How Your Period Affects Productivity

Menstruation | | Natasha Weiss
4 min read

When it comes to work and school, some days you might feel like you’re on fire, while others you might feel like you’re using your two last brain cells to get through the day. A lot of things can affect your productivity and ability to get stuff done, but what about the culprit that sneaks up on you every month only to knock you on your butt and throw all your plans out the window? 

That’s right, your period. Good old Aunt Flow. Shark week. Whatever you want to call it, we all know what it’s like to feel like your period is slowing you down – for better or worse. It might feel like you want to trudge on ahead, but it’s ok to take a break! So how does your period affect your productivity and how can you work with your menstrual cycle to live your best life? Find out now!

The Menstrual Cycle

Before you can understand how your menstrual cycle affects productivity, it’s helpful to have a quick review of the menstrual cycle as a whole. 

You can divide it up into four main stages:

  • Menstrual Phase: This starts the first day of your period, and typically lasts three to seven days. 
  • Follicular Phase: This overlaps with your menstrual phase, also starting the first day of your period and ending with ovulation.
  • Ovulation Phase: This is the twenty-four-hour window when you’re fertile, usually occurring two weeks after the first day of your period if you have a twenty-eight-day cycle. 

Now that you’re a period pro, let’s get down to understanding why it’s so hard to get stuff done during your period!

Period Fatigue and Productivity

One of the biggest symptoms that can come with getting your period is fatigue. Chalk it up to biology, this is a totally normal response and doesn’t mean that you’re lazy whatsoever. You’re not alone either, 90% of people who menstruate have experienced some symptoms of PMS – premenstrual syndrome. 

Along with fatigue, you may also experience cramps, headaches, irritability, anxiety, back pain, bloating, and mood swings. It’s hard to balance all that while also trying to be productive!

So why do you get so tired during your period? This is primarily due to hormone changes that occur before and during your period. You’ve probably heard of estrogen, one of the most well-known sex hormones. Estrogen production increases during the first half of the menstrual cycle, and decreases in the second half.
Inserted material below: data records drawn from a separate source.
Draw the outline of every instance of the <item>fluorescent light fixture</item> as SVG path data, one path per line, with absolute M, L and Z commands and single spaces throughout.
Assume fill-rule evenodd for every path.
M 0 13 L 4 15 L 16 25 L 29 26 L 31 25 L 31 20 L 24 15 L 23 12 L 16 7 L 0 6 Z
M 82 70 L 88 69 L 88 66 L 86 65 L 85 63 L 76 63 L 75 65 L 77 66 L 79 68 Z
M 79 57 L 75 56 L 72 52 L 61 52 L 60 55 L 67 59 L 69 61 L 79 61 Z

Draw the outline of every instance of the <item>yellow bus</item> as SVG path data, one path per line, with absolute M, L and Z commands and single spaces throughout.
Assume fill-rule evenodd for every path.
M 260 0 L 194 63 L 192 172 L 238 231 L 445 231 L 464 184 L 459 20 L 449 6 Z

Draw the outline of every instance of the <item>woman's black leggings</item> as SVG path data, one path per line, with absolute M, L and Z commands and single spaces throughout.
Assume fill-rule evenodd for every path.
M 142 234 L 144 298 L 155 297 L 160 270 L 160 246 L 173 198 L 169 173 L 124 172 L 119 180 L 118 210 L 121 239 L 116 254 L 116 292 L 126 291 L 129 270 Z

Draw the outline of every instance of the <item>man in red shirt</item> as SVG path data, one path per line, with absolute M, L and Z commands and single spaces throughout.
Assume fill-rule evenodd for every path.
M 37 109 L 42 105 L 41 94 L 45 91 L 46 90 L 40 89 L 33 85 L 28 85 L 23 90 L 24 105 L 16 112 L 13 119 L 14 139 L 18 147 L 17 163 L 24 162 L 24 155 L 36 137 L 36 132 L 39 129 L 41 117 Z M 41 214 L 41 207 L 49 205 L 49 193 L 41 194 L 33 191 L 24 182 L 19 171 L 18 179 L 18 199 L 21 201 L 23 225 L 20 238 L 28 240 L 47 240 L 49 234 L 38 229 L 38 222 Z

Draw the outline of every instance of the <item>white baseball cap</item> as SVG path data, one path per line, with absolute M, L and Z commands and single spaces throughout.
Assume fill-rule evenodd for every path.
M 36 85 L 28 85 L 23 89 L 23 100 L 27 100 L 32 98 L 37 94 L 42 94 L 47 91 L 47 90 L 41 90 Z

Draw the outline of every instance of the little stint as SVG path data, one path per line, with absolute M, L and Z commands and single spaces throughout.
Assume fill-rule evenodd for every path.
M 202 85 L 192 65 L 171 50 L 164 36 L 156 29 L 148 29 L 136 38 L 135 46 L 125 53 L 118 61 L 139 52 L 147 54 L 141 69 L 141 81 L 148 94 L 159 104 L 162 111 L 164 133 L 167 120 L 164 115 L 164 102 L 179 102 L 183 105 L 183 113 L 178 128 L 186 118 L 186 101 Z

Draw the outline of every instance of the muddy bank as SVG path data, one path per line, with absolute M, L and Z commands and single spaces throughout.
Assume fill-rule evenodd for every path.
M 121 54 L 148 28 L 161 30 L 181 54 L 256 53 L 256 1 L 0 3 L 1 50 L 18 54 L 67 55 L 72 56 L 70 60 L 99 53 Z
Serotonin is one of the key neurotransmitters for happiness, and also tends to decrease with estrogen, meaning it can be hard to stay motivated, happy, and energized. 

Another factor that can contribute to fatigue is certain reproductive health disorders. Iron deficiency anemia can lead to fatigue, especially during your period, as can endometriosis and PCOS

Understanding the science behind menstruation can help you see why your period can affect productivity so much. But still, we live in a world where we have to get stuff done and live our lives, even when we’re bleeding. That’s why it’s so helpful to know your individual cycle and have a plan for when it’s harder to be productive.

Plan Accordingly

One of the first steps towards optimizing productivity around your period is to understand your cycle. You can get to know your cycle better through tools like cycle journaling, basal thermometers, and tracking your cervical height and mucus. 

People who menstruate tend to feel the most productive at the end of their periods and through ovulation. But everyone’s different! Some people get tired during ovulation or are out of commission for their whole period. Knowing your cycle means being able to plan meetings, projects, workouts, and social events at times when you tend to have more energy. 

If you feel like a lack of productivity around your period is severely affecting your life, you may want to discuss your options with your healthcare provider. They can test your hormone levels and suggest certain medications like hormonal birth control, pain medication, and iron supplements to help bring some balance into your cycle. You can also help support your cycle with a balanced diet, regular exercise, healthy sleep habits, and even herbalism

Give Yourself a Break

If you’re not as productive as you’d like to be before and during your period, it’s ok, that is so normal! We know it can be frustrating to feel like you’re not doing your best during this time of the month, but there’s a lot going on inside of you that you have very little control over. Especially if you deal with intense PMS or period symptoms. 

Although you may not have much of a choice, you don’t have to always get stuff done – especially during your period. Rest is one of the best tools for dealing with period discomfort and fatigue. Don’t be afraid to take a break, a nap, or just slow your schedule down a bit. Bleeding is hard work, do what you need to do to take care of yourself!